A bonus is an amount granted and paid to an employee for his industry and loyalty which
contributed to the success of the employer’s business and made possible the realization of
profits. It is an act of generosity granted by an enlightened employer to spur the employee to
greater efforts for the success of the business and realization of bigger profits. The granting of a
bonus is a management prerogative, something given in addition to what is ordinarily received by
or strictly due the recipient. Thus, a bonus is not a demandable and enforceable obligation,
except when it is made part of the wage, salary or compensation of the employee.
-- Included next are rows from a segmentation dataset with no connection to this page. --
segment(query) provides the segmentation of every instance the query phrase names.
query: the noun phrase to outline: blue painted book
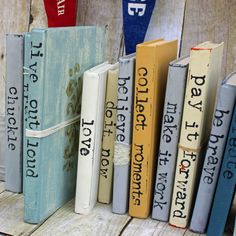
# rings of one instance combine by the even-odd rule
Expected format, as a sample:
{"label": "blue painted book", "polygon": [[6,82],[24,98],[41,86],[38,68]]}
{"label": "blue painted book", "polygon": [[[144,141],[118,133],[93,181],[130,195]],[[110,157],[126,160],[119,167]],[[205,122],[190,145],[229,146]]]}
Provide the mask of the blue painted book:
{"label": "blue painted book", "polygon": [[190,229],[194,232],[204,233],[206,231],[235,102],[236,72],[233,72],[224,79],[217,96],[211,133],[190,224]]}
{"label": "blue painted book", "polygon": [[104,60],[103,27],[25,36],[24,220],[39,223],[74,197],[83,72]]}
{"label": "blue painted book", "polygon": [[208,236],[223,235],[236,183],[236,104],[234,105],[219,180],[207,228]]}

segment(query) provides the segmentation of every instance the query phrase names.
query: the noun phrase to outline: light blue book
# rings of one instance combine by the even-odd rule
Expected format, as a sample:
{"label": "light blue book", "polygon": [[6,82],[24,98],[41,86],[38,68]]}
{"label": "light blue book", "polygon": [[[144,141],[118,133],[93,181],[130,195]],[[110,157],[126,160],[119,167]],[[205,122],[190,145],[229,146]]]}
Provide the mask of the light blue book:
{"label": "light blue book", "polygon": [[224,234],[224,228],[235,195],[236,186],[236,104],[220,169],[207,236]]}
{"label": "light blue book", "polygon": [[104,60],[105,29],[34,29],[25,36],[24,220],[74,197],[83,72]]}

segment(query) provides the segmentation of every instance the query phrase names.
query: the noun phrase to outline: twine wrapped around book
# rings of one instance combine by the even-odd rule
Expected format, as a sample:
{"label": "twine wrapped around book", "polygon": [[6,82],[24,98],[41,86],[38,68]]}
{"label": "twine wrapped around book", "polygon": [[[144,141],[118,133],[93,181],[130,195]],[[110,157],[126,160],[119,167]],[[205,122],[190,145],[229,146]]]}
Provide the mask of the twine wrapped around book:
{"label": "twine wrapped around book", "polygon": [[115,143],[114,165],[127,165],[130,161],[130,144]]}
{"label": "twine wrapped around book", "polygon": [[56,133],[60,129],[63,129],[63,128],[65,128],[69,125],[72,125],[76,122],[79,122],[79,121],[80,121],[80,115],[78,115],[78,116],[76,116],[72,119],[63,121],[60,124],[54,125],[54,126],[48,128],[48,129],[44,129],[44,130],[29,130],[29,129],[26,129],[26,137],[44,138],[44,137],[47,137],[51,134]]}

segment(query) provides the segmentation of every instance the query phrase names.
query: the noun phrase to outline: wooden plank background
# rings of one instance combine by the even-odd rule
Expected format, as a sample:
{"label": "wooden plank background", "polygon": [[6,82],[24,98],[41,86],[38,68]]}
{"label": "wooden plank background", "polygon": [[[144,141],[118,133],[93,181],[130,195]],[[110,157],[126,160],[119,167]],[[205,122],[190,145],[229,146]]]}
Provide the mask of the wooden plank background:
{"label": "wooden plank background", "polygon": [[[106,59],[115,62],[124,51],[122,1],[77,1],[77,25],[106,25],[108,30]],[[166,39],[178,38],[180,55],[188,54],[191,47],[206,40],[214,42],[224,41],[222,75],[225,76],[236,70],[235,12],[236,0],[156,0],[156,6],[148,28],[146,40],[159,37]],[[4,116],[5,113],[5,34],[26,32],[34,27],[46,26],[47,19],[42,0],[1,0],[0,116]],[[3,136],[4,133],[0,130],[0,140],[3,139]],[[0,150],[2,148],[3,143],[0,142]],[[4,157],[0,155],[0,166],[3,165]],[[0,185],[1,191],[3,191],[3,188]],[[14,194],[6,195],[6,198],[9,201],[18,199]],[[22,199],[18,199],[17,201],[21,202]],[[13,209],[10,210],[13,211]],[[132,235],[136,235],[135,232],[138,232],[137,227],[141,226],[148,228],[154,235],[157,235],[159,227],[165,227],[162,224],[153,223],[149,220],[141,222],[139,220],[132,220],[129,227],[123,232],[123,235],[131,235],[131,232]],[[19,223],[19,227],[24,229],[25,226]],[[173,234],[169,230],[169,228],[166,228],[165,235]],[[177,233],[176,231],[175,233],[177,235],[182,232]],[[190,235],[191,233],[185,232],[185,234]]]}

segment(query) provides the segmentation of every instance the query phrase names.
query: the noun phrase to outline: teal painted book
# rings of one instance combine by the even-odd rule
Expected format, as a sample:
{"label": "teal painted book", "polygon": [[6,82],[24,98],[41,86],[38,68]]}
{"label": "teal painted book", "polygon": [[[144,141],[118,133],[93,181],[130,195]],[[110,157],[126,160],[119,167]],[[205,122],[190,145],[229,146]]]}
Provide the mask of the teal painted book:
{"label": "teal painted book", "polygon": [[83,72],[104,60],[105,29],[25,36],[24,220],[39,223],[75,195]]}
{"label": "teal painted book", "polygon": [[225,224],[235,195],[236,186],[236,104],[220,169],[207,236],[224,234]]}

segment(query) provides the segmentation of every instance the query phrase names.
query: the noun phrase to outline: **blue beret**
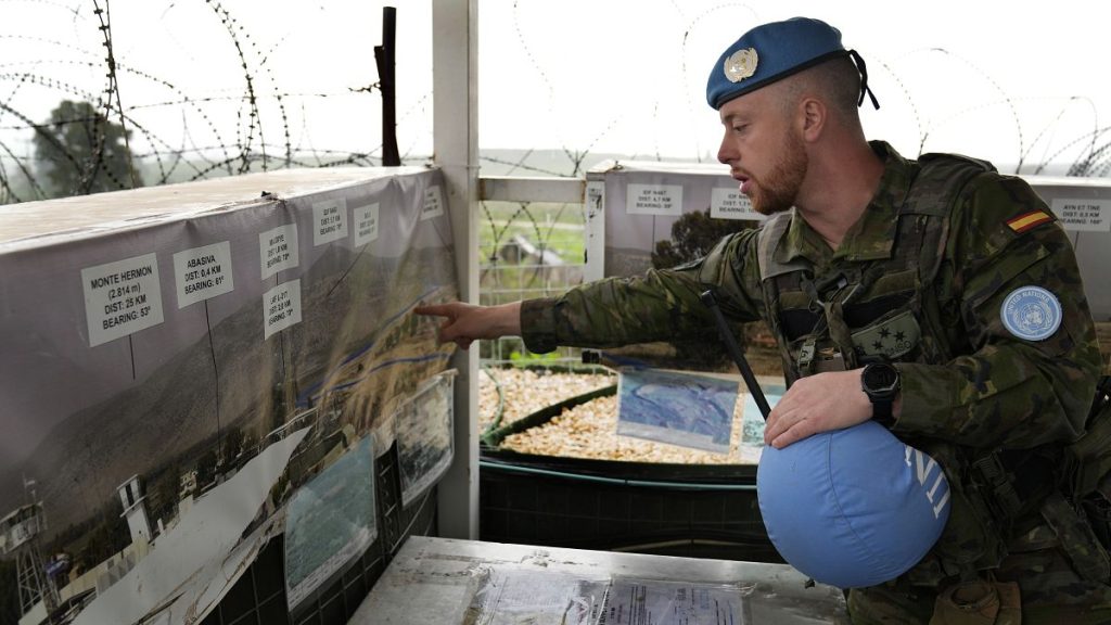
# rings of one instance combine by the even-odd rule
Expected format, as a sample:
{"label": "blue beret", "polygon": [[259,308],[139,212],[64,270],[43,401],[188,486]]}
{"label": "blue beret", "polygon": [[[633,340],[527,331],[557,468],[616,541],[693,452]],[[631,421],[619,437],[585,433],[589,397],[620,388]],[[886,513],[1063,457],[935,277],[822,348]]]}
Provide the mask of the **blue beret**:
{"label": "blue beret", "polygon": [[821,20],[792,18],[761,24],[742,34],[718,59],[705,86],[705,99],[717,110],[733,98],[849,53],[841,44],[841,31]]}

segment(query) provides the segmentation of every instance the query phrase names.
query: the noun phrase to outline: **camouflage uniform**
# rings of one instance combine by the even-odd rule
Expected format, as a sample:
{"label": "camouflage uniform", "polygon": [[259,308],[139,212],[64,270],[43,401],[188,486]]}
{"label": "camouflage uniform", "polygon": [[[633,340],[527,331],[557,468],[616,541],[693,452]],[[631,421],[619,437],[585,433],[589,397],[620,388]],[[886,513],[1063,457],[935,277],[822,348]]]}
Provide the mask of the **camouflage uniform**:
{"label": "camouflage uniform", "polygon": [[[778,224],[779,232],[731,235],[687,266],[527,300],[526,345],[544,353],[705,336],[713,320],[700,295],[713,288],[731,320],[769,323],[789,383],[825,370],[830,360],[832,368],[894,361],[902,410],[891,429],[945,467],[953,506],[918,566],[889,584],[852,591],[854,621],[925,622],[939,587],[987,575],[1018,583],[1025,623],[1111,623],[1107,554],[1090,532],[1075,538],[1072,506],[1053,495],[1060,448],[1083,434],[1101,366],[1064,230],[1024,181],[993,170],[975,172],[951,208],[937,200],[908,208],[911,197],[930,198],[929,189],[912,194],[912,185],[933,181],[887,143],[872,148],[885,162],[879,191],[835,251],[788,214],[763,226]],[[940,217],[923,217],[931,211]],[[1029,229],[1013,226],[1037,211],[1049,218]],[[938,227],[948,236],[923,238],[923,228]],[[763,256],[761,241],[773,246]],[[923,279],[925,262],[935,274]],[[1054,294],[1062,309],[1059,329],[1041,341],[1015,337],[1000,318],[1008,295],[1031,285]],[[819,314],[815,326],[807,317],[821,312],[815,298],[835,312],[824,318],[844,323],[823,323]],[[969,477],[977,460],[1000,457],[1019,459],[1005,466],[1018,483]],[[1008,496],[1009,508],[1000,505]],[[1050,508],[1064,512],[1047,516]]]}

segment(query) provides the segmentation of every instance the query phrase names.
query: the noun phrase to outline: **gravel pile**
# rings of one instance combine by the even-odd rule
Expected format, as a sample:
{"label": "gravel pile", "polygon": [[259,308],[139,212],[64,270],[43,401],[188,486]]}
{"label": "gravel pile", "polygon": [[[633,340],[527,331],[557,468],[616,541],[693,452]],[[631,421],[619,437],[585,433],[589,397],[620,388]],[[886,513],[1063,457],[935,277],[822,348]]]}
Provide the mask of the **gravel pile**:
{"label": "gravel pile", "polygon": [[[617,383],[614,375],[537,374],[519,369],[491,369],[479,383],[481,427],[491,423],[498,410],[498,391],[504,397],[502,425],[528,416],[546,406]],[[617,397],[600,397],[563,410],[544,425],[512,434],[501,448],[523,454],[625,460],[637,463],[678,464],[754,464],[760,447],[741,445],[743,401],[738,400],[733,414],[729,454],[713,454],[677,445],[618,436]]]}

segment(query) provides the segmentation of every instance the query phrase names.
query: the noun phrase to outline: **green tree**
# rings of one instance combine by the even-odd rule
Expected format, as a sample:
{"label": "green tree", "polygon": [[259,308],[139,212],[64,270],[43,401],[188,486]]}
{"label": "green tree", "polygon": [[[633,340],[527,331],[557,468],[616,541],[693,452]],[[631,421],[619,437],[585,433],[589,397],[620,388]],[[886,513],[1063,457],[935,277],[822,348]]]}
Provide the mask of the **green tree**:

In this case, the benefits/entitlements subjects of the instant case are all bonuses which were
given by the private respondent out of its generosity and munificence - they are all in excess of
what the law requires each employer to give its employees. Since they are above what is strictly
due to the members of petitioner-union, the granting of the same was a management prerogative,
which, whenever management sees necessary, may be withdrawn, unless they have been made
a part of the wage or salary or compensation of the employees. However, the SC ruled that the
bonuses are not part of the wage, salary or compensation.

Further, for a bonus to be enforceable, it must have been promised by the employer and
expressly agreed upon by the parties, or it must have had a fixed amount and had been a long
and regular practice on the part of the employer. To be considered a "regular practice," the giving
of the bonus should have been done over a long period of time, and must be shown to have been
consistent and deliberate.

In this case, the benefits/entitlements in question were never subjects of any express agreement
between the parties. They were never incorporated in the Collective Bargaining Agreement
(CBA). The Christmas parties and its incidental benefits, and the giving of cash incentive together
with the service award cannot be said to have fixed amounts. What is clear from the records is
that over the years, there had been a downtrend in the amount given as service award, hence, it
shows that there is nothing consistent about it.